Provide faster evaluation for vlmevalkit
The current model evaluation speed is greatly limited, especially the implementation method of multi-card vllm evaluation. The current VLLM implementation method actually only starts the model in a tensor parallel way, but the evaluation is essentially carried out serially (since it can only be started in python) The multi-process data splitting processing under torchrun was not even effective at all (the data was tested one by one), which completely failed to take advantage of the powerful concurrent performance of the vllm inference server. This is not conducive to use in the context of an increasing number of R1 paradigm inference models
I think we should refer to the practice of MLLM RL training, provide a new evaluation mode (or use parameters compatible with the previous evaluation mode), deploy the evaluation model as a separate evaluation server, and conduct the evaluation entirely through API calls. At the same time, the concurrency of the API can be controlled through the api_nproc parameter. This enables rapid testing, and the solution can be easily compatible with inference servers such as sglang
In fact, I have already completed a simple version of this idea by myself, supporting qwenvl2.5-7B and an inference model that we have not yet disclosed.

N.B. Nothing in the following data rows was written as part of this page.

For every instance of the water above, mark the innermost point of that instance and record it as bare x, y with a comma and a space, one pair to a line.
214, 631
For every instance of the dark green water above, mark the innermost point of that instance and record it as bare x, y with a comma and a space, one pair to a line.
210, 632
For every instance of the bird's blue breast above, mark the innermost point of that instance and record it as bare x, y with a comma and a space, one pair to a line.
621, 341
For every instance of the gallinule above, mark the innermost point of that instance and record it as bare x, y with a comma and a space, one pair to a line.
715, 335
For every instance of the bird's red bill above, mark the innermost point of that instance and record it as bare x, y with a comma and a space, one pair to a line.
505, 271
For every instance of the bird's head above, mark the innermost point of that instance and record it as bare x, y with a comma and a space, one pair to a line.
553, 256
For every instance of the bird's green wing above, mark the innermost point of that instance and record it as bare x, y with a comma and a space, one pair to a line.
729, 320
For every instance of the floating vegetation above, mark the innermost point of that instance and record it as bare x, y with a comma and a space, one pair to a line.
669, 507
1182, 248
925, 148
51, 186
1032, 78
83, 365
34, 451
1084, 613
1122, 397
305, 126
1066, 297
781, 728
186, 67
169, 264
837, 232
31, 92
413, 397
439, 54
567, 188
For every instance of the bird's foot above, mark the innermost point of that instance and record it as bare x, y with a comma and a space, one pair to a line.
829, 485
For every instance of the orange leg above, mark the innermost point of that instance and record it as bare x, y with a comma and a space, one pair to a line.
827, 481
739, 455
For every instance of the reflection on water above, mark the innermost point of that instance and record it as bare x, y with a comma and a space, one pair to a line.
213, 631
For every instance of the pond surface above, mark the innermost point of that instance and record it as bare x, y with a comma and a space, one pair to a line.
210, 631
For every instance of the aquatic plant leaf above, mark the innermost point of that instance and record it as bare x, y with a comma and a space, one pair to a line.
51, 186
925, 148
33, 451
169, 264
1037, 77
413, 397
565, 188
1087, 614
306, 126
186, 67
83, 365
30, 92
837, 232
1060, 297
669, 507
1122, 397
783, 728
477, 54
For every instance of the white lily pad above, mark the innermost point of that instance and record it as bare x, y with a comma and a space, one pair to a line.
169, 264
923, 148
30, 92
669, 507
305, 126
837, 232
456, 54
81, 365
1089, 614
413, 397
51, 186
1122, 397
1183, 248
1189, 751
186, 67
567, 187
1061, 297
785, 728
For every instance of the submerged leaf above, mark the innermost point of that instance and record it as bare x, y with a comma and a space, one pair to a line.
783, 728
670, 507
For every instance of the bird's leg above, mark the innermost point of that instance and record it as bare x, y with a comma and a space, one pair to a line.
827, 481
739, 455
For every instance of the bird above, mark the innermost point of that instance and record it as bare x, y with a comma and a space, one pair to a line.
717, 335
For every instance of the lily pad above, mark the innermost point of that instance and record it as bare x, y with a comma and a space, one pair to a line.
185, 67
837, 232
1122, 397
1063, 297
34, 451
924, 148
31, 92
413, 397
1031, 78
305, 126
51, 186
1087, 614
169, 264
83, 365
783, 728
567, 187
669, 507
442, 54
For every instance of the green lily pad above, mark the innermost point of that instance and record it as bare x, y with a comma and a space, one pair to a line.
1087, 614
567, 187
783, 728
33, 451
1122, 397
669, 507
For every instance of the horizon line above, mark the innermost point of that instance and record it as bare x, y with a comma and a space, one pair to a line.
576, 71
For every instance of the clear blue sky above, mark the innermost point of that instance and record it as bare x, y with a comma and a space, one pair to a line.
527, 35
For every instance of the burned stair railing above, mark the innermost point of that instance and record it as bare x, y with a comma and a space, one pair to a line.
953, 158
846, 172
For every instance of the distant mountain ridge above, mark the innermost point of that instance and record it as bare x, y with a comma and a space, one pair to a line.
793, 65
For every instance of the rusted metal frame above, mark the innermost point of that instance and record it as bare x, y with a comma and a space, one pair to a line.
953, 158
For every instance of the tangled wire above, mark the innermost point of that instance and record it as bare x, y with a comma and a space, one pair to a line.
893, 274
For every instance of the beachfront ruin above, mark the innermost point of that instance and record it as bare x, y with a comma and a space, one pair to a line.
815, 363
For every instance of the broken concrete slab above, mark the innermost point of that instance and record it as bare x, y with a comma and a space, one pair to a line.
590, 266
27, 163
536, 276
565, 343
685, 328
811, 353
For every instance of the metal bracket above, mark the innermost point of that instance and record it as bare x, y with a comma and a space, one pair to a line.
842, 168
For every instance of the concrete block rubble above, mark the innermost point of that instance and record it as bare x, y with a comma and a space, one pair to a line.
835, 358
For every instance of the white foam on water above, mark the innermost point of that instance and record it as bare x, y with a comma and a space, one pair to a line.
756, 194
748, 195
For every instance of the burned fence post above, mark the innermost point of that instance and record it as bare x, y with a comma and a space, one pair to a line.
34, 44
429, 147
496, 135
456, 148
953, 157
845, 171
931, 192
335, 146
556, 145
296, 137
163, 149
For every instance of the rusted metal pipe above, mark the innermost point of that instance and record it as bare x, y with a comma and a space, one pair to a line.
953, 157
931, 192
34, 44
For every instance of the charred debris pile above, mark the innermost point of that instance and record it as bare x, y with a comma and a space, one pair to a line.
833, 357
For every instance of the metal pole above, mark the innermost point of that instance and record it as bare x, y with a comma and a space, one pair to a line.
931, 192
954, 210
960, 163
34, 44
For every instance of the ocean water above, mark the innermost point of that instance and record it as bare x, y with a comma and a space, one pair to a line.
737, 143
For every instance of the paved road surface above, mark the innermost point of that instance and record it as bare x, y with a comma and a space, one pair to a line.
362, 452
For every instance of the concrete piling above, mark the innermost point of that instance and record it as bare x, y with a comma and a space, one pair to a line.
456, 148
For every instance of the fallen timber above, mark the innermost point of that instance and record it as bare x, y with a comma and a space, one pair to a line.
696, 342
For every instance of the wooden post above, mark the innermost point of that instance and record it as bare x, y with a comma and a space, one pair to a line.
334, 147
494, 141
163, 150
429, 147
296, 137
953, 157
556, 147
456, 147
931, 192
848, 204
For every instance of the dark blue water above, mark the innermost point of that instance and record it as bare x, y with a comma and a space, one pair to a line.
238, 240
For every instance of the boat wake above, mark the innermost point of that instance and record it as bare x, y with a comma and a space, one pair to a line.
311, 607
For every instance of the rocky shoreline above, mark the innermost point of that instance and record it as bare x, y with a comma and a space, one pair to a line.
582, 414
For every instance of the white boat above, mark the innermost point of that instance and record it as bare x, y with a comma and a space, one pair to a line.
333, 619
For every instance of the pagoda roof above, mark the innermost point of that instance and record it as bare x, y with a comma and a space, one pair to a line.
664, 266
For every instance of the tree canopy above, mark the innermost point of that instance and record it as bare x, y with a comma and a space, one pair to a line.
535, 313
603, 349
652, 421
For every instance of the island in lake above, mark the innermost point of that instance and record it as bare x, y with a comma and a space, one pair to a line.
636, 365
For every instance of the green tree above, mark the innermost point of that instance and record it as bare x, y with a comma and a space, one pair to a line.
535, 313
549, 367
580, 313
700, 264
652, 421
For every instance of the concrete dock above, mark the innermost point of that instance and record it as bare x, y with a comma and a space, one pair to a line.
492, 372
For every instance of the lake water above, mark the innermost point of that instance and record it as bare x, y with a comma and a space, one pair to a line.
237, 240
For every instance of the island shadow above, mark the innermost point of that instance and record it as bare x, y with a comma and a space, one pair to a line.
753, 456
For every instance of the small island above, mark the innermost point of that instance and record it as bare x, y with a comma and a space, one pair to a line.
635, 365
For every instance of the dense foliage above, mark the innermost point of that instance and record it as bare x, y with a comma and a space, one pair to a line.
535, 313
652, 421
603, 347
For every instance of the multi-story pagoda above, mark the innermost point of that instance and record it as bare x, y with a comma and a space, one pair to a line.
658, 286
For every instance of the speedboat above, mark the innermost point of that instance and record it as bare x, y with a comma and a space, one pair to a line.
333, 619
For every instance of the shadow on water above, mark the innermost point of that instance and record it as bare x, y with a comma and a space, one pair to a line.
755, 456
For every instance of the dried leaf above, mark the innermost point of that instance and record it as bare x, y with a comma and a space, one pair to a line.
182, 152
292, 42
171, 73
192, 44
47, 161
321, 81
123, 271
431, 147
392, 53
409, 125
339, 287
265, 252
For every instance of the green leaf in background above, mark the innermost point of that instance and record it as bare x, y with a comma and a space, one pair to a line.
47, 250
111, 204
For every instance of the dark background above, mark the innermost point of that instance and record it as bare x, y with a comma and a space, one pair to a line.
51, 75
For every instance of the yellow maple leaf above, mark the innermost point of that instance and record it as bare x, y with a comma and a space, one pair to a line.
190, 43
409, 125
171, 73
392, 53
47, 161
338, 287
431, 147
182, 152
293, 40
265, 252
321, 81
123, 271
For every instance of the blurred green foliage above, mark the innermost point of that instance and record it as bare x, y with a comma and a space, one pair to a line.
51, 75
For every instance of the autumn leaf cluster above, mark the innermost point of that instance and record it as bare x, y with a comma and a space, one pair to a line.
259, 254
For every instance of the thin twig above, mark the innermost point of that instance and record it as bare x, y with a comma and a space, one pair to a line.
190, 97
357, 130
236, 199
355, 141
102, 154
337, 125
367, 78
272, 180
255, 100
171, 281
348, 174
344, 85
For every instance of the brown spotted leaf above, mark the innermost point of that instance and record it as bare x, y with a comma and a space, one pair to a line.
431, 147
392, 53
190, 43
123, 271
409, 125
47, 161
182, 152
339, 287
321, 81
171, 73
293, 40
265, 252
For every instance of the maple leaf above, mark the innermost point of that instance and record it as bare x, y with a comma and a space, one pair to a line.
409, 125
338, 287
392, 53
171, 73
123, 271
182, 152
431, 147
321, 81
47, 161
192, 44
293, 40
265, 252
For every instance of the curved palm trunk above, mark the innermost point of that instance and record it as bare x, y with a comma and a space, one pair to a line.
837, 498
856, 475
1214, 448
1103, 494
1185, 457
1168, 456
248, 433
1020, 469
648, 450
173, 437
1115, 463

If the author is interested, I can propose a PR to try to merge it into the repository. However, the workload of fully supporting all current models is quite large, which requires refactoring an interface for all models. Process the prompt and package it as a standard openai API request
I also welcome someone to work together on the refactoring. The specific implementation plan may need further discussion
Hi! I’m also trying to use vLLM with an API deployment to speed up evaluation. Would you share the code modifications you have made? That would be extremely helpful!Thank you!